Salusins in Atherosclerosis: Dual Roles in Vascular Inflammation and Remodeling.

Atherosclerosis is a multifactorial, chronic inflammatory disorder characterized by the progressive accumulation of plaque within the arterial wall. Recent research has highlighted the pivotal role of bioactive peptides in modulating vascular homeostasis and inflammation.
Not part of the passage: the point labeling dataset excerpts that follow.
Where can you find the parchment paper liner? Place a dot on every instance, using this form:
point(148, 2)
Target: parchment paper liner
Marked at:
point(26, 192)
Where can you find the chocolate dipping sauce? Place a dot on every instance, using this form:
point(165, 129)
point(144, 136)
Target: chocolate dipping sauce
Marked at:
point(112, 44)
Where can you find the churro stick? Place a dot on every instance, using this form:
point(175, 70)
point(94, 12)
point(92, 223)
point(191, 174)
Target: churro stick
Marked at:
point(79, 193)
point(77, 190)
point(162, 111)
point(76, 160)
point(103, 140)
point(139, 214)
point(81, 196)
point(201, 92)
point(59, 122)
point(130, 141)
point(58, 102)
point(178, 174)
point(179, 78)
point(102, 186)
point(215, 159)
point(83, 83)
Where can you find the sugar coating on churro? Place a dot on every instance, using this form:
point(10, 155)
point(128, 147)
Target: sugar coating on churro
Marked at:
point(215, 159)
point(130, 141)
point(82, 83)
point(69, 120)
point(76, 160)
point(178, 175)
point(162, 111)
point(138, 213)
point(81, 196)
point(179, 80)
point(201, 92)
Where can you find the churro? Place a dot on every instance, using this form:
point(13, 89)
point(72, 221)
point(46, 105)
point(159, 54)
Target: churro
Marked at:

Among these, salusin-α and salusin-β have emerged as critical regulators of atherogenesis. These peptides are generated via differential proteolytic processing of preprosalusin: an amino acid precursor encoded by the torsin family 2 member A gene. Despite their common origin, salusin-α and salusin-β exhibit divergent biological activities. Salusin-β promotes vascular inflammation by enhancing oxidative stress, activating the nuclear factor kappa B signaling pathway, and upregulating proinflammatory cytokines as well as adhesion molecules, and it also facilitates foam cell formation by increasing the expression of acyl-CoA/cholesterol acyltransferase 1 and scavenger receptors, thereby contributing to plaque progression. In contrast, salusin-α appears to exert protective, anti-inflammatory, and anti-atherogenic effects by increasing the expression of the interleukin-1 receptor antagonist and inhibiting key proinflammatory mediators. Additionally, these peptides modulate the proliferation of vascular smooth muscle cells and fibroblasts, with salusin-β promoting cellular proliferation and fibrosis via calcium and 3',5'-cyclic adenosine monophosphate-mediated pathways, while the role of salusin-α in these processes is less well defined. Altered plasma levels of salusins have been correlated with the presence and severity of atherosclerotic lesions, suggesting their potential as diagnostic biomarkers and therapeutic targets. This review provides a comprehensive overview of biosynthesis, tissue distribution, and dual roles of salusins in vascular inflammation and remodeling, emphasizing their significance in the pathogenesis and early detection of atherosclerotic cardiovascular disease.